36 🥀 Pengakuan

7.4K 250 3
                                    

“Martinz?”

“hallo, apa kabar?” tanya Martinz basa-basi sambil tersenyum licik.

Caramel langsung menatap Darius penuh tanya. Jadi mereka saling mengenal? Sebenarnya Caramel ingin meraih tangan Darius dan pergi dari tempat itu yang sudah banyak tamu yang menonton aksi Darius dan Martinz.

Tapi. Situasi canggung dan aneh ini menyelimuti mereka bertiga saat Darius mengenal Martinz begitu juga sebaliknya. Pikiran Caramel menjadi tak karuan.

“lo.. lo belum mati rupanya” desis Darius. Kedua tangannya mengepal dan rahangnya mengeras.

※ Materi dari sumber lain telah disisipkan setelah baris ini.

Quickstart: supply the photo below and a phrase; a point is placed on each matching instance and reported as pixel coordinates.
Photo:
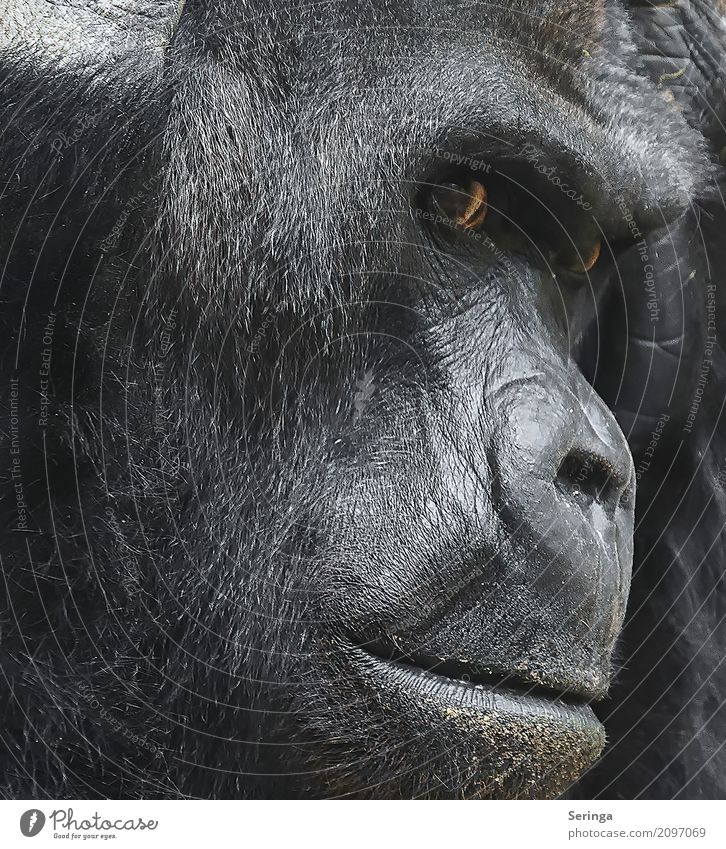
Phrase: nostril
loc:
(590, 477)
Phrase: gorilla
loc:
(339, 338)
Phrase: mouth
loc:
(463, 676)
(519, 740)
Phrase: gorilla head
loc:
(310, 490)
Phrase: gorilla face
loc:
(349, 502)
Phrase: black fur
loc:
(227, 336)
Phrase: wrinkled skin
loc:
(310, 492)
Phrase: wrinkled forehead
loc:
(86, 35)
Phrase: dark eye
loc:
(514, 216)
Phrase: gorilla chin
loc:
(517, 743)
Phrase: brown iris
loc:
(465, 207)
(583, 261)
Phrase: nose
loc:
(563, 485)
(558, 437)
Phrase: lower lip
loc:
(481, 698)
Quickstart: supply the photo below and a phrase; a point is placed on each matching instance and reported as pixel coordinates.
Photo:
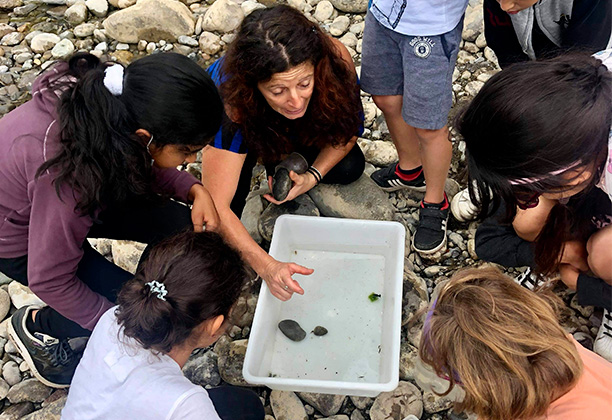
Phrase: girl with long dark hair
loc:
(539, 143)
(287, 87)
(179, 300)
(94, 154)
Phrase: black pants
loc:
(136, 220)
(348, 170)
(498, 242)
(233, 403)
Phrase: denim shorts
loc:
(420, 68)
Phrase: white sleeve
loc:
(193, 405)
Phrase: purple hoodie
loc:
(34, 221)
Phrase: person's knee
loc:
(389, 105)
(599, 254)
(441, 134)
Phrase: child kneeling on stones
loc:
(178, 301)
(504, 346)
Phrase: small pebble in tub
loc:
(292, 330)
(374, 297)
(319, 331)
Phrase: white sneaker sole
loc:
(430, 251)
(404, 187)
(28, 359)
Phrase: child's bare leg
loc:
(403, 135)
(436, 154)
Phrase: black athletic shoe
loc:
(387, 179)
(52, 361)
(430, 236)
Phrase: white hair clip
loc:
(113, 79)
(158, 288)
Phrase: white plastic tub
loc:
(360, 354)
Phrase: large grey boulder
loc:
(151, 20)
(302, 205)
(287, 406)
(362, 199)
(406, 399)
(351, 6)
(327, 404)
(223, 16)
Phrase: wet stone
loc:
(282, 184)
(292, 330)
(319, 331)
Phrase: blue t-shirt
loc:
(229, 137)
(418, 17)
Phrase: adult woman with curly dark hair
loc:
(287, 87)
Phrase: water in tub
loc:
(337, 298)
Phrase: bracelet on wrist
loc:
(317, 175)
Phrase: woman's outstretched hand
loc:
(203, 212)
(301, 184)
(277, 276)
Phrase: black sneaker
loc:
(387, 179)
(430, 236)
(52, 361)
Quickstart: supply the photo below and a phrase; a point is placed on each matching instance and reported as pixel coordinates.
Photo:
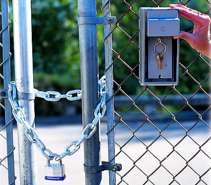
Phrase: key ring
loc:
(160, 46)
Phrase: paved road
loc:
(57, 137)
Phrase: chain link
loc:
(33, 136)
(57, 96)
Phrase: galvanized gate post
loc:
(109, 84)
(24, 82)
(7, 78)
(89, 85)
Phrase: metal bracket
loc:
(97, 20)
(3, 94)
(105, 166)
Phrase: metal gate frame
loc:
(5, 62)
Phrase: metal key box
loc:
(159, 51)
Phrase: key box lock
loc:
(159, 51)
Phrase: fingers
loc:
(190, 14)
(188, 37)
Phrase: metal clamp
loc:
(105, 166)
(97, 20)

“cih, lo salah!” balas Martinz.

Belum mati? Jadi Darius ingin membunuh Martinz? Caramel yang mendengar itu langsung berfikir cepat. Bingung dengan permasalahan yang baru muncul ini. Kenapa dunia sangat sempit bagi Caramel? Dia sudah cukup pusing bermasalah dengan Martinz, lalu Darius dan sekarang? Permasalahan yang baru ini membuat Caramel merinding, dengan cepat Caramel menarik lengan Darius dari belakang sehingga Darius langsung menatapnya.

“udah yus, mending kita pergi, ayoo” ucap Caramel pelan tak berani menatap Darius, Martinz dan para tamu yang masih setia menonton mereka.

“diem! Ini urusan gue sama dia!” tunjuk Darius dengan kedua mata tajamnya.

“cukup yus! Jangan disini gue mohon” pinta Caramel takut.

Darius kembali menatap Caramel. Mulai dari kedua matanya, suaranya hingga ekspresinya. Perasaan aneh mulai menghampiri Darius. Rasanya dia pernah merasakan hal ini diposisi yang sama, apa lagi saat Caramel melilitkan tangannya ke lengan Darius dengan ekspresi takut dan menangis.

Hangat. Itu yang dirasakan Darius. Bukan hangat karena tangannya namun perasaannya. Sudah lama dia tak merasakan hal seperti itu di hatinya. Hanya sosok yang sayang dan perduli pada Darius yang membuat Darius merasakan hal itu.Bagaimana dia bisa tahu? Karena dulu dia merasakannya, sebelum keluarganya hancur.

“kalau gue dan Caramel liat muka lo lagi, bakal hilang tuh muka!” ancam Darius penuh ketegasan.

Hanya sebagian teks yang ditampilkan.